À Marseille, j’ai envie de faire pareil : déplacer comme sur un jeu d’échecs les éléments de cette vie de trois jours : reproduire les mouvements, imaginer des variations. J’ai envie, pour une fois, de ne pas aller vers la ville mais qu’elle vienne à moi. On nous demande toujours — en tout cas souvent — de nous "inspirer" des lieux qui nous accueillent. La Marelle ne me demande rien et c’est la raison pour laquelle c’est la Rolls des résidences. C’est moi qui vais demander à Marseille d’apparaître, sans même que je le veuille, jusqu’à l’appartement où je serai confinée — décision d’autant plus pertinente, bien sûr que la situation sanitaire n’est pas en train de s’arranger, même si ce n’en est pas la raison. En somme, je vais faire le contraire de ce que Delphine Bretesché a effectué lors de sa propre résidence à la Marelle, en s’installant temporairement, durant cinq semaines, chez des inconnus :
« Traverser, être traversée : peut-être est-ce ma façon d’habiter en poète ? C’est-à-dire en mouvement. Tous les sens sont bouleversés. Chaque semaine vivre pleinement, en disponibilité à l’autre, aux lieux. Les sons de chaque rue chaque habitation sont très différents. Les draps ne sentent pas comme chez vous, certains parquets craquent, d’autres grincent, comment qualifier le son des tomettes descellées ? Où sont rangées les casseroles, de quelles couleurs sont les serviettes de toilette ? Allez-vous en pyjama dans la salle de bains le matin avec vos habits sous le bras ou vous habillez-vous pour vous déshabiller prendre votre douche et vous rhabiller ? Ne pas être à l’aise parfois et ce n’est pas grave. Découvrir qu’en deux jours le corps prend ses marques. Et découvrir l’angle aveugle de la résidence : quitter. »
(extrait de l’entretien qu’elle a donné au magazine Diacritik)
En faisant l’inverse, je m’y référerai, me retrouverai en dialogue secret avec son livre, Marseille festin !. Autres dialogues secrets espérés : Bruits / Ulysse (peut-être le seul livre que je vais emporter) (quoique ça m’angoisse de l’écrire, mais comment en porter d’autres sur mon dos ?), Bruits / L’espace d’un instant, le nouveau projet de Pierre Ménard, ouvert aujourd’hui même, lui-même minuté. Je viens de m’abonner au podcast : c’est déjà la promesse d’un rituel, un début de ré-assurance.

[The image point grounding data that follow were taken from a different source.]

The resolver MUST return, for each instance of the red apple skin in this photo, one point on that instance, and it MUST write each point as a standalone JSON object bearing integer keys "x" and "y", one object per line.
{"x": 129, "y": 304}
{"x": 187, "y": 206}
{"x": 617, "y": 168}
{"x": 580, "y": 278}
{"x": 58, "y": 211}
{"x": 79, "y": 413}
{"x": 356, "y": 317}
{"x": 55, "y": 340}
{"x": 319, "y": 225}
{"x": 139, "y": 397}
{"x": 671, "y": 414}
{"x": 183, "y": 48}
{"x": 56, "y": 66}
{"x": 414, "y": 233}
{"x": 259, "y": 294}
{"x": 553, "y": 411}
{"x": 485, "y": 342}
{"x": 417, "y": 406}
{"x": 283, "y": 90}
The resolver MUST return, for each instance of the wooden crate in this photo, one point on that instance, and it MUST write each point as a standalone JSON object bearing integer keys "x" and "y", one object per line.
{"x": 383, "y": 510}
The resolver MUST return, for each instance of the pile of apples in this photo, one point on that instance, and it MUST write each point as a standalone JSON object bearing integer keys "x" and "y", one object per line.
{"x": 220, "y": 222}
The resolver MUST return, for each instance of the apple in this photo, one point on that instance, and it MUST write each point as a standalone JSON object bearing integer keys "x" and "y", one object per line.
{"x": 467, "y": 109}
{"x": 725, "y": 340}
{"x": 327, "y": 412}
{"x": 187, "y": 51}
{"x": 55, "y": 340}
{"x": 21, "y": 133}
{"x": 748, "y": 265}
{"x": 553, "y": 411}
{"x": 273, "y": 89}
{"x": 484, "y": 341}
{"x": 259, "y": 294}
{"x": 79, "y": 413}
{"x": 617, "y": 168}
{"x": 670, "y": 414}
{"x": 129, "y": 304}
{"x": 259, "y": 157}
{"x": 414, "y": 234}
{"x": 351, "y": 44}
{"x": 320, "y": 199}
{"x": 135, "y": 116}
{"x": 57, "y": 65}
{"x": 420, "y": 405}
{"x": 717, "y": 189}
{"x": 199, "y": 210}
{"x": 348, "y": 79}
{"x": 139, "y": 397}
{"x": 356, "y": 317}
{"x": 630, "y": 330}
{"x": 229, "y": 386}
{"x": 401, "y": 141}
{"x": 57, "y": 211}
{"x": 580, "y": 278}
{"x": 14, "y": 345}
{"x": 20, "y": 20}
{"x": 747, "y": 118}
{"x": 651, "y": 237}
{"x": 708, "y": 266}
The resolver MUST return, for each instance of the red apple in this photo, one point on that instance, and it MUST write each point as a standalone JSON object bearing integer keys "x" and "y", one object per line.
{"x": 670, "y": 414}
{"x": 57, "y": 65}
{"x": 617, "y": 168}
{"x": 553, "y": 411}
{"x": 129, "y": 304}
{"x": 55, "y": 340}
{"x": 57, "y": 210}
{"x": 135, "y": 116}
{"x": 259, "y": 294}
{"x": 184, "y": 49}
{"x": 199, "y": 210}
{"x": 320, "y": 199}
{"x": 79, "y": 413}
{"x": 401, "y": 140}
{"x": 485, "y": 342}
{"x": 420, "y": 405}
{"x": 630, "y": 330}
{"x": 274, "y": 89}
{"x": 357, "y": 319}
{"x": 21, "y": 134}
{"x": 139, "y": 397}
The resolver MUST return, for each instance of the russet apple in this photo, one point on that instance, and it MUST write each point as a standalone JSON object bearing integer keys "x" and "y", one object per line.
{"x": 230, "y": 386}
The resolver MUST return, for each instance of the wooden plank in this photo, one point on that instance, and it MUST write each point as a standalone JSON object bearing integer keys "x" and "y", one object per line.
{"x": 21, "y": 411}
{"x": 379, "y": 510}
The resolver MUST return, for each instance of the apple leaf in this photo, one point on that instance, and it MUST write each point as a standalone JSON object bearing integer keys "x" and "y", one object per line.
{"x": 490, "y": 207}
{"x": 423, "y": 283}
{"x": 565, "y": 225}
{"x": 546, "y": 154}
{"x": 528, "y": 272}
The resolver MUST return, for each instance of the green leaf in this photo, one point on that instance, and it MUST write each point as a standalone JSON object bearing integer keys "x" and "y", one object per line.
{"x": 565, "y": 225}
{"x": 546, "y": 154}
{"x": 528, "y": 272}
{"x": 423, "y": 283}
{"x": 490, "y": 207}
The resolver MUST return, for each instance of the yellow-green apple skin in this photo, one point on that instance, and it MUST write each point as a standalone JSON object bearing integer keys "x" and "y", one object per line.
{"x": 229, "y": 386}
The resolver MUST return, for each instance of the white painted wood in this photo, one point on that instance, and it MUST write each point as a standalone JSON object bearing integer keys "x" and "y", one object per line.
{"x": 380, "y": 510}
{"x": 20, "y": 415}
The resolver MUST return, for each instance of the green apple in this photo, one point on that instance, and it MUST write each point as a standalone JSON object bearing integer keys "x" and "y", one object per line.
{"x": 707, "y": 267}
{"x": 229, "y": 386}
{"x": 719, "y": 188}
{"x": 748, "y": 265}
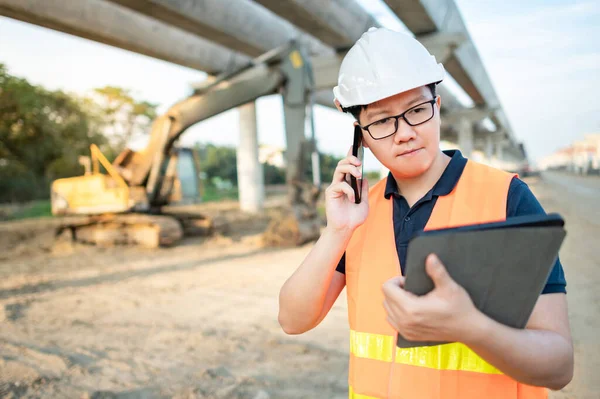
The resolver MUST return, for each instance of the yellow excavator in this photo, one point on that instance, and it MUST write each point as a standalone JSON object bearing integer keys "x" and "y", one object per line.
{"x": 124, "y": 205}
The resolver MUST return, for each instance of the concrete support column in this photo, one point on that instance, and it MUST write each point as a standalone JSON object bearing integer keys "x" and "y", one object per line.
{"x": 250, "y": 174}
{"x": 465, "y": 136}
{"x": 489, "y": 147}
{"x": 499, "y": 150}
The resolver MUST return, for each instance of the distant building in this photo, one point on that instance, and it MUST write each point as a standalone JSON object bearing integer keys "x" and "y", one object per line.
{"x": 582, "y": 157}
{"x": 271, "y": 155}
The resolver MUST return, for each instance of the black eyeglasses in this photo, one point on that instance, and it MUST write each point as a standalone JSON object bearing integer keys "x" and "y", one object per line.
{"x": 414, "y": 116}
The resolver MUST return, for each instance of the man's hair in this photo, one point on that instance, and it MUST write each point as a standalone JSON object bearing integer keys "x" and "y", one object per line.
{"x": 356, "y": 109}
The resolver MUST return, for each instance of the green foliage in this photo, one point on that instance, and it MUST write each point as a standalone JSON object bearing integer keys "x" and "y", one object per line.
{"x": 123, "y": 117}
{"x": 35, "y": 209}
{"x": 42, "y": 133}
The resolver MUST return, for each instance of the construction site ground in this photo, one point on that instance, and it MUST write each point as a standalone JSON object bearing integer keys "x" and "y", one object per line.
{"x": 199, "y": 320}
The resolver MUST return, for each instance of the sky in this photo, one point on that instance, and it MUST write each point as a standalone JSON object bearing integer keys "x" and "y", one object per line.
{"x": 542, "y": 56}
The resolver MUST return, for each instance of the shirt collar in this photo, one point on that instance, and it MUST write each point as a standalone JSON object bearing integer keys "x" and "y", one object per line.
{"x": 444, "y": 185}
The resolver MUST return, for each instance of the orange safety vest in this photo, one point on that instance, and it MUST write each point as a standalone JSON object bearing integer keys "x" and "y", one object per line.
{"x": 378, "y": 369}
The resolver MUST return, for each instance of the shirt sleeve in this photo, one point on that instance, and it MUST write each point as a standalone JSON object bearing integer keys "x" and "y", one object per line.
{"x": 342, "y": 265}
{"x": 521, "y": 201}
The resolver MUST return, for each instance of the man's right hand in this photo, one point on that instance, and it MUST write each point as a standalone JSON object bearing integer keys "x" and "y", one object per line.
{"x": 342, "y": 213}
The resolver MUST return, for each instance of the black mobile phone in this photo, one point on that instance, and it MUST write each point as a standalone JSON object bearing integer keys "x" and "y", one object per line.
{"x": 357, "y": 151}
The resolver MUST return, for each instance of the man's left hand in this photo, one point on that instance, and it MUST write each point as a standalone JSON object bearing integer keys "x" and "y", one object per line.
{"x": 446, "y": 313}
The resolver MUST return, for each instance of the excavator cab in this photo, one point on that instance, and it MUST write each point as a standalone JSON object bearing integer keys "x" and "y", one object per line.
{"x": 125, "y": 204}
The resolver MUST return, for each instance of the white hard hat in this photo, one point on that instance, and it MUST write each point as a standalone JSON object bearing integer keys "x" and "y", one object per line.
{"x": 383, "y": 63}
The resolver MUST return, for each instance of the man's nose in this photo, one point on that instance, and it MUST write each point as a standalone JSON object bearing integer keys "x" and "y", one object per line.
{"x": 404, "y": 133}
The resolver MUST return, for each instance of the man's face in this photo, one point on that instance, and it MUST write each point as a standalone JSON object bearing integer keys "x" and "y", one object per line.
{"x": 410, "y": 151}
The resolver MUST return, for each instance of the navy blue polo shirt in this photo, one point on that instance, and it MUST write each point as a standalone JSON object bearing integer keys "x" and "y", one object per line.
{"x": 408, "y": 221}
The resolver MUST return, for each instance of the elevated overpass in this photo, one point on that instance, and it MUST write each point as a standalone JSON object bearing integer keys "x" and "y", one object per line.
{"x": 216, "y": 37}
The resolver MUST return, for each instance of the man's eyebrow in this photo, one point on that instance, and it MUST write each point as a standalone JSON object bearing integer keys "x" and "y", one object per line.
{"x": 386, "y": 111}
{"x": 377, "y": 112}
{"x": 416, "y": 100}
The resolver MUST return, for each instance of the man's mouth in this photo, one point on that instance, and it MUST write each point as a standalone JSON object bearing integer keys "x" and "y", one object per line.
{"x": 410, "y": 152}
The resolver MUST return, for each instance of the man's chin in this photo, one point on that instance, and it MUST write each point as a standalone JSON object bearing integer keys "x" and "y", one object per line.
{"x": 409, "y": 170}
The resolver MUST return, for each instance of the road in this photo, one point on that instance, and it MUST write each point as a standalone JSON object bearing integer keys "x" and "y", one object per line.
{"x": 200, "y": 320}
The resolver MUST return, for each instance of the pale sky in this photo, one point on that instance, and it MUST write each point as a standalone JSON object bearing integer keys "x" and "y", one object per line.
{"x": 542, "y": 56}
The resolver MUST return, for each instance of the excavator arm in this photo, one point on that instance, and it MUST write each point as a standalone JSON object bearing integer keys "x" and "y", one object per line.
{"x": 280, "y": 70}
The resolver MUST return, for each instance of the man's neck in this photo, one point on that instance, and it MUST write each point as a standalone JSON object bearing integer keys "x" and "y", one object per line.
{"x": 415, "y": 188}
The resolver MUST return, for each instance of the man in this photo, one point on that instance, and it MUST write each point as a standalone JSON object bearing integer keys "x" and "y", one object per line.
{"x": 387, "y": 81}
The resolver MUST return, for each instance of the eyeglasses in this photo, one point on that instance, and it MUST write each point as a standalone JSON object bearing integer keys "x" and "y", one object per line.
{"x": 414, "y": 116}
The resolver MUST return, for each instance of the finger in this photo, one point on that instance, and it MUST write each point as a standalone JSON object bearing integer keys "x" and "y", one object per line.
{"x": 364, "y": 192}
{"x": 438, "y": 273}
{"x": 340, "y": 189}
{"x": 342, "y": 170}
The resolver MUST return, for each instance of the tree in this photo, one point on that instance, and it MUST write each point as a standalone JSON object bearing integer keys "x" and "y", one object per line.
{"x": 42, "y": 133}
{"x": 124, "y": 117}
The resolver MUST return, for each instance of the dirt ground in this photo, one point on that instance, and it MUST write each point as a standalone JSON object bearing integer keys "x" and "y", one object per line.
{"x": 200, "y": 320}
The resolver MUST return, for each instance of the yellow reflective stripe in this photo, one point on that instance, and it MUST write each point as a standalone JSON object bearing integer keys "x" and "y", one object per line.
{"x": 372, "y": 346}
{"x": 454, "y": 356}
{"x": 354, "y": 395}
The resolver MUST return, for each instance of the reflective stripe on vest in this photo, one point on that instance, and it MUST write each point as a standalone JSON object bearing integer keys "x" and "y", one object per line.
{"x": 377, "y": 368}
{"x": 454, "y": 356}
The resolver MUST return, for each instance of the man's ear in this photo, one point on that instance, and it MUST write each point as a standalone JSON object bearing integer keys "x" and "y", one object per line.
{"x": 364, "y": 142}
{"x": 338, "y": 105}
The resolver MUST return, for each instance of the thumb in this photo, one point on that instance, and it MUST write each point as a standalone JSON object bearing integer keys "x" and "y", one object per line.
{"x": 365, "y": 188}
{"x": 437, "y": 271}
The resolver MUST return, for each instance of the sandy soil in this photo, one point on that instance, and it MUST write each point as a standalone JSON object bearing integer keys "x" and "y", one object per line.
{"x": 200, "y": 320}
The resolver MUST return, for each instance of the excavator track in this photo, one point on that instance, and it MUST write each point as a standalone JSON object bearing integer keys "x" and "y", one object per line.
{"x": 144, "y": 230}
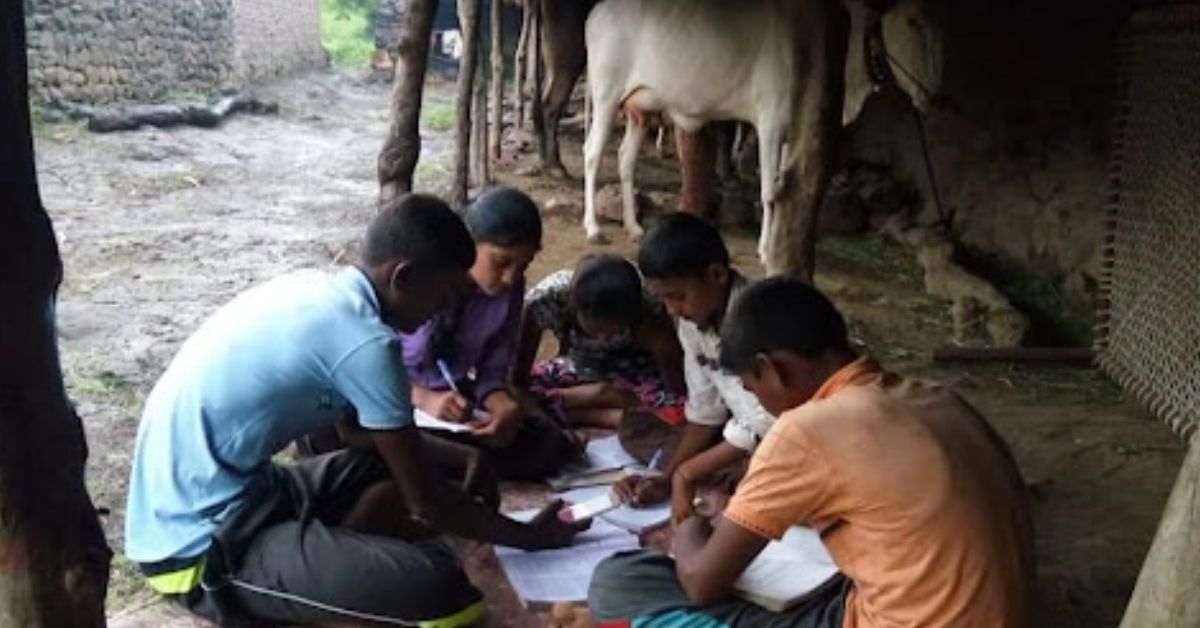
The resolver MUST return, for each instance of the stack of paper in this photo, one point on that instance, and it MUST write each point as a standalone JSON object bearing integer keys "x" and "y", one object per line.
{"x": 636, "y": 520}
{"x": 562, "y": 574}
{"x": 604, "y": 462}
{"x": 429, "y": 422}
{"x": 787, "y": 570}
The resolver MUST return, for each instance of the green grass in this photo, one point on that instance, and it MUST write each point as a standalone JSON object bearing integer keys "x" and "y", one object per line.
{"x": 1059, "y": 317}
{"x": 346, "y": 33}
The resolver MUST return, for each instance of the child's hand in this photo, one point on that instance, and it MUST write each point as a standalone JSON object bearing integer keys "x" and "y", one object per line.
{"x": 683, "y": 492}
{"x": 448, "y": 406}
{"x": 503, "y": 423}
{"x": 549, "y": 531}
{"x": 642, "y": 490}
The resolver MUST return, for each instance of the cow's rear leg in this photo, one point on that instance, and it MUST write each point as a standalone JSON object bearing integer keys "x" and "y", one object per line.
{"x": 769, "y": 153}
{"x": 630, "y": 148}
{"x": 558, "y": 94}
{"x": 603, "y": 113}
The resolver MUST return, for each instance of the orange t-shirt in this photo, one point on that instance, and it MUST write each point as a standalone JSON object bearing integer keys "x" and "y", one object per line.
{"x": 916, "y": 497}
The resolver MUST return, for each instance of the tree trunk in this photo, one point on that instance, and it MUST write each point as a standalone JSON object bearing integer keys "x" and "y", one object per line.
{"x": 537, "y": 70}
{"x": 468, "y": 18}
{"x": 479, "y": 163}
{"x": 397, "y": 160}
{"x": 1165, "y": 594}
{"x": 519, "y": 66}
{"x": 53, "y": 555}
{"x": 497, "y": 126}
{"x": 810, "y": 155}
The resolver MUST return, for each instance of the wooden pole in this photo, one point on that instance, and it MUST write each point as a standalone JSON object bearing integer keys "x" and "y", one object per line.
{"x": 53, "y": 554}
{"x": 519, "y": 66}
{"x": 480, "y": 172}
{"x": 497, "y": 125}
{"x": 468, "y": 18}
{"x": 1165, "y": 593}
{"x": 402, "y": 149}
{"x": 537, "y": 70}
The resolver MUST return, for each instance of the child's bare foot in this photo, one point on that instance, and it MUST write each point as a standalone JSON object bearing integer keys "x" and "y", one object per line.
{"x": 564, "y": 615}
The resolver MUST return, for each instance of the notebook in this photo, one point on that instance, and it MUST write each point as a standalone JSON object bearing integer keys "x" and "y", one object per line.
{"x": 787, "y": 570}
{"x": 636, "y": 520}
{"x": 604, "y": 462}
{"x": 562, "y": 574}
{"x": 429, "y": 422}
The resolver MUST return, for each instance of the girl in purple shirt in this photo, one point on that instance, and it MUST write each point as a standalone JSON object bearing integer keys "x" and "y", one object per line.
{"x": 475, "y": 339}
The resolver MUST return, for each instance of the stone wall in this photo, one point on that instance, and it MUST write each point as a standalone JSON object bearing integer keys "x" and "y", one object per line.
{"x": 1019, "y": 145}
{"x": 105, "y": 51}
{"x": 276, "y": 37}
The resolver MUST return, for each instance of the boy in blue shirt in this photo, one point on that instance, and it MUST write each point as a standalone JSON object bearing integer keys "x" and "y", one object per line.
{"x": 216, "y": 525}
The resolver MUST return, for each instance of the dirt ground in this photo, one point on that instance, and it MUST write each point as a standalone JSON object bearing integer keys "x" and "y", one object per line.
{"x": 160, "y": 227}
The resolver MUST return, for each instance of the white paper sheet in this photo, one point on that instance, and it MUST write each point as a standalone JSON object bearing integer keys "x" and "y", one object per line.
{"x": 562, "y": 574}
{"x": 636, "y": 520}
{"x": 787, "y": 570}
{"x": 423, "y": 419}
{"x": 601, "y": 464}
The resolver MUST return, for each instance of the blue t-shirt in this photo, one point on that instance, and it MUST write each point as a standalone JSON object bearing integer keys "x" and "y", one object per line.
{"x": 281, "y": 360}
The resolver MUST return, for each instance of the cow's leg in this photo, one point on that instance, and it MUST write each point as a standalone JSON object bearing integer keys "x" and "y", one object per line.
{"x": 558, "y": 94}
{"x": 771, "y": 139}
{"x": 630, "y": 148}
{"x": 603, "y": 113}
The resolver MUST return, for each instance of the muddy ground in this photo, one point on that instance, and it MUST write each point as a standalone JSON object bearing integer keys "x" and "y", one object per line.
{"x": 160, "y": 227}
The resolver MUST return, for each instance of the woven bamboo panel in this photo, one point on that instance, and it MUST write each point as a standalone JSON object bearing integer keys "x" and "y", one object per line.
{"x": 1149, "y": 335}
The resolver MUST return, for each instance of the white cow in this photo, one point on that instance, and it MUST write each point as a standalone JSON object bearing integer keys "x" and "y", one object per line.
{"x": 700, "y": 60}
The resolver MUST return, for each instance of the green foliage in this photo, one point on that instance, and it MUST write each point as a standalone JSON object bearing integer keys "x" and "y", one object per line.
{"x": 346, "y": 30}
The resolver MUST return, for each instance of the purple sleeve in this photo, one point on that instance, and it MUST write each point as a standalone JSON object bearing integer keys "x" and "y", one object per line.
{"x": 501, "y": 350}
{"x": 413, "y": 346}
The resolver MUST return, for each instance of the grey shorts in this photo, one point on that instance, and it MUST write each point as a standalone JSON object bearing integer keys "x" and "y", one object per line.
{"x": 281, "y": 557}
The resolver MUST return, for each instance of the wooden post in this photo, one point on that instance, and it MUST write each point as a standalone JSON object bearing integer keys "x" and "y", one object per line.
{"x": 519, "y": 66}
{"x": 468, "y": 18}
{"x": 53, "y": 554}
{"x": 1165, "y": 593}
{"x": 537, "y": 70}
{"x": 402, "y": 149}
{"x": 809, "y": 160}
{"x": 480, "y": 172}
{"x": 497, "y": 125}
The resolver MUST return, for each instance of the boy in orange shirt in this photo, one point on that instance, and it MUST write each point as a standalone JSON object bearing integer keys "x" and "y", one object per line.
{"x": 916, "y": 497}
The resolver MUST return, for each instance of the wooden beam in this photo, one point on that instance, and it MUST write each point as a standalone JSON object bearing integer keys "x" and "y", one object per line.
{"x": 1043, "y": 356}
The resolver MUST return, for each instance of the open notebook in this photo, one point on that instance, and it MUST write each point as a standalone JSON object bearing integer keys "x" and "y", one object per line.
{"x": 430, "y": 422}
{"x": 562, "y": 574}
{"x": 787, "y": 570}
{"x": 635, "y": 520}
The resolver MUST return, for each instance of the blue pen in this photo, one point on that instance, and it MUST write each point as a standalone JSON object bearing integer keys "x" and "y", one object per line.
{"x": 447, "y": 375}
{"x": 655, "y": 460}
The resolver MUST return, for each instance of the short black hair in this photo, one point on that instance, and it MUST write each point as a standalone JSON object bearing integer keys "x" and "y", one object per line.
{"x": 420, "y": 229}
{"x": 681, "y": 245}
{"x": 780, "y": 314}
{"x": 606, "y": 288}
{"x": 504, "y": 216}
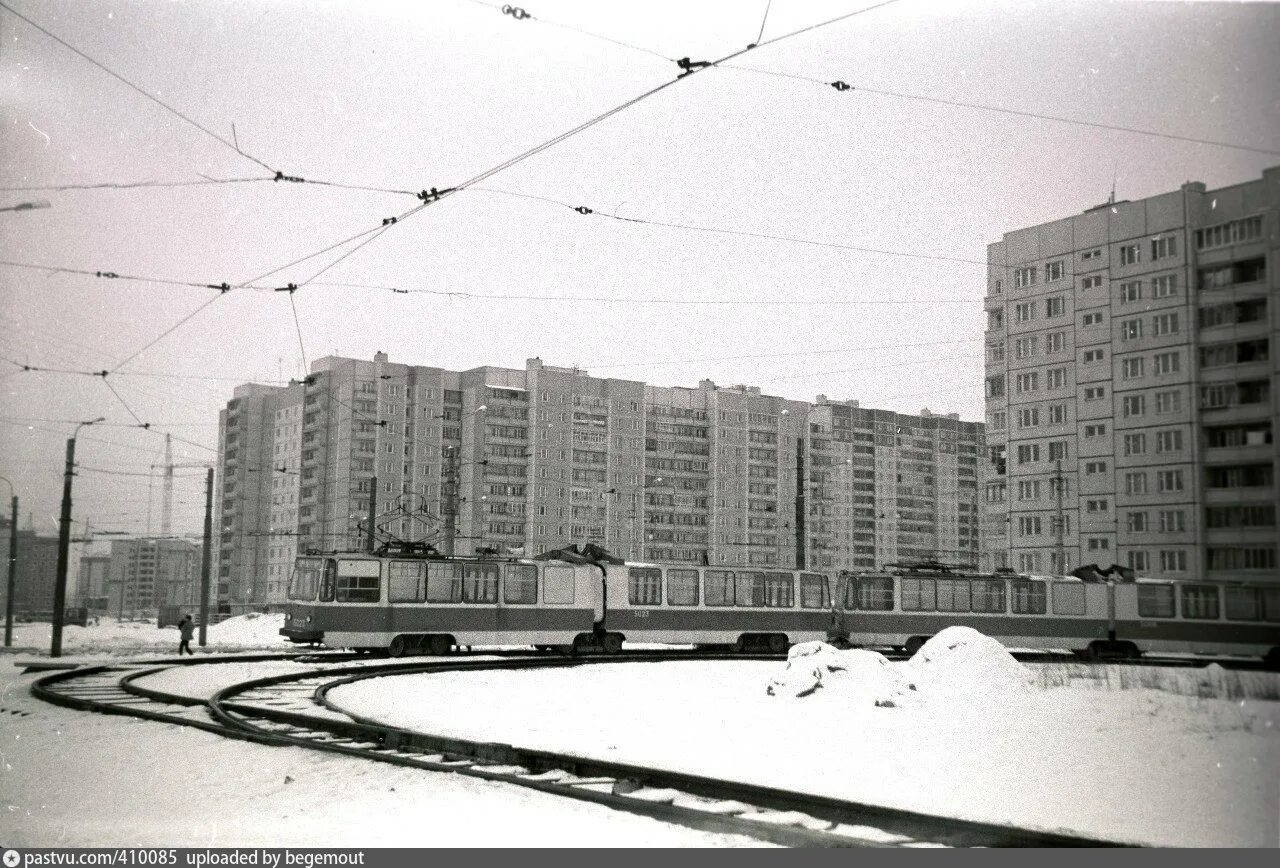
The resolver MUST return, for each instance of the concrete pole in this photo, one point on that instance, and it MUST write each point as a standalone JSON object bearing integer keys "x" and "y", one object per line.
{"x": 13, "y": 576}
{"x": 206, "y": 557}
{"x": 64, "y": 535}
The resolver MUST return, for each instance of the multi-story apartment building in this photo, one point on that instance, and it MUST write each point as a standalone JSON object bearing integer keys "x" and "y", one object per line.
{"x": 524, "y": 461}
{"x": 1130, "y": 387}
{"x": 146, "y": 574}
{"x": 252, "y": 433}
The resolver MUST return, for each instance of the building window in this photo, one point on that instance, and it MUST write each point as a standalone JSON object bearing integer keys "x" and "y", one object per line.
{"x": 1169, "y": 441}
{"x": 1165, "y": 324}
{"x": 1164, "y": 247}
{"x": 1134, "y": 444}
{"x": 1166, "y": 362}
{"x": 1168, "y": 402}
{"x": 1165, "y": 286}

Car j’ai besoin d’accompagnement, celui de mes "amis d’écriture". J’ai repris Bruits, projet énorme et effrayant, qui me galvanise et me fait peur : il faut tenir. Il y a également Lisières limites à relire et peut-être à réinventer, Nos îles numériques à poursuivre (vous pouvez participer au 5e épisode, n’hésitez pas, nous mettrons les réponses en ligne le 15 de ce mois), Volte-face à faire vivre, de nouveaux projets à monter... Plus que jamais, nous sommes seul.es et avons besoin de monde. C’est pourquoi il est nécessaire de demander de l’aide (je le fais, ces jours-ci) et de se préparer (idem). C’est en prenant, en absorbant, en laissant venir que je pourrais à mon tour donner.